"This summer, the Copyright Office reached a new milestone in our modernization efforts: surpassing one million card catalog records digitized with searchable metadata and added to the Office’s Copyright Public Records System (CPRS) pilot. As the number of card catalog entries in CPRS continues to grow, now is a good time to revisit the Office’s digitization efforts and explain how to read a registration application card.

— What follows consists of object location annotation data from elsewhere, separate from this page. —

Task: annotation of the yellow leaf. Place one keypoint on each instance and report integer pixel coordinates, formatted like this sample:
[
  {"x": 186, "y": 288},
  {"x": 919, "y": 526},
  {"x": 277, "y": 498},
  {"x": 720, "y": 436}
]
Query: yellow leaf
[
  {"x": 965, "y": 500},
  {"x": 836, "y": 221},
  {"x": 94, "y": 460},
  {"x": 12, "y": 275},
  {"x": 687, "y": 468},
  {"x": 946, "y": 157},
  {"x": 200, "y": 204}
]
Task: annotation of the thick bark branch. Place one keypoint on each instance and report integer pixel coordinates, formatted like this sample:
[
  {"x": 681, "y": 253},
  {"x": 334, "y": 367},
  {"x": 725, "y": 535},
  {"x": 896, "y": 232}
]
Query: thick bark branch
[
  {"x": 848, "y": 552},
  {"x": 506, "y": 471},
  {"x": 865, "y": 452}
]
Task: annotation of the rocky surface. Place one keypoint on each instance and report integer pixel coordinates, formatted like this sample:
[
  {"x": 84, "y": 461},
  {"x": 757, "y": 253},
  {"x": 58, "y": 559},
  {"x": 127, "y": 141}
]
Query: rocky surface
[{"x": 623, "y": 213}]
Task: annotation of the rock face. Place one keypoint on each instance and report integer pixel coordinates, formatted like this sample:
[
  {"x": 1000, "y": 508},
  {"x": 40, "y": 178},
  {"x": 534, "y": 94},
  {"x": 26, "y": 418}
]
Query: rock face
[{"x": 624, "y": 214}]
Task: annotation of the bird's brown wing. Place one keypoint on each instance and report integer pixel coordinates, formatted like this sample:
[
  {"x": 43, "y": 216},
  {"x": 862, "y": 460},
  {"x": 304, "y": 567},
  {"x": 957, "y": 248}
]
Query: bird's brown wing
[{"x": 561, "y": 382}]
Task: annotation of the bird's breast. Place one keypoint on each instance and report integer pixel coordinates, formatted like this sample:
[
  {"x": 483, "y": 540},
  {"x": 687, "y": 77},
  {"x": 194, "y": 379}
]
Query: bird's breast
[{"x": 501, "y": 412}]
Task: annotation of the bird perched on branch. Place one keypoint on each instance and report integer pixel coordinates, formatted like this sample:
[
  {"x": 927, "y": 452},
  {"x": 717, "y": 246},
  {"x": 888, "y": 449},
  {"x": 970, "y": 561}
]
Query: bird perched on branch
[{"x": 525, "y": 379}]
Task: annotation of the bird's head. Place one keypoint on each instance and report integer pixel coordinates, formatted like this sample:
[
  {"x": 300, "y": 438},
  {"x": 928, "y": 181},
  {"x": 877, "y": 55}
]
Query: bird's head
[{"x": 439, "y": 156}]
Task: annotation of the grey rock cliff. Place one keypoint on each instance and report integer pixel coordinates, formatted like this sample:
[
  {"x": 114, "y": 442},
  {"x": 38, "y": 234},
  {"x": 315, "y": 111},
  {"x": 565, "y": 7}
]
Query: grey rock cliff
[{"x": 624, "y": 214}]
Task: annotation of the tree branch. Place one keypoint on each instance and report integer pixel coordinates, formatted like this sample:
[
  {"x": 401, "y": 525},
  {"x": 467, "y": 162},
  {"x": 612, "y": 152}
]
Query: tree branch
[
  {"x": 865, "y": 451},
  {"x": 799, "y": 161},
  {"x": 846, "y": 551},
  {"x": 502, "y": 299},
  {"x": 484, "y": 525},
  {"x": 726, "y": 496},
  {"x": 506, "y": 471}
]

Researchers from all over the country and the globe rely on the public record the Office maintains and manages. The Copyright Reading Room oversees approximately thirty-five million items, amounting to the most complete and accurate collection of copyright records of ownership in the world. From researching ownership to determine if a work is in the public domain or for licensing purposes, to identifying unpublished works by a particular artist, to investigating whether your ancestors registered any creative works during their lifetime, the Office maintains the record of creative endeavors in the United States.
What is CPRS?
CPRS is a pilot running in parallel to our legacy Copyright Public Catalog, and it will eventually become the official public record of copyright information in the United States.1 CPRS uses a more powerful search engine than the Public Catalog, provides easy filtering capabilities, and follows user-centered design principles that align with the Office’s expanding Enterprise Copyright System (ECS). Users can easily conduct searches in CPRS by keyword, name, and title and conduct advanced searches using detailed registration and recordation filters.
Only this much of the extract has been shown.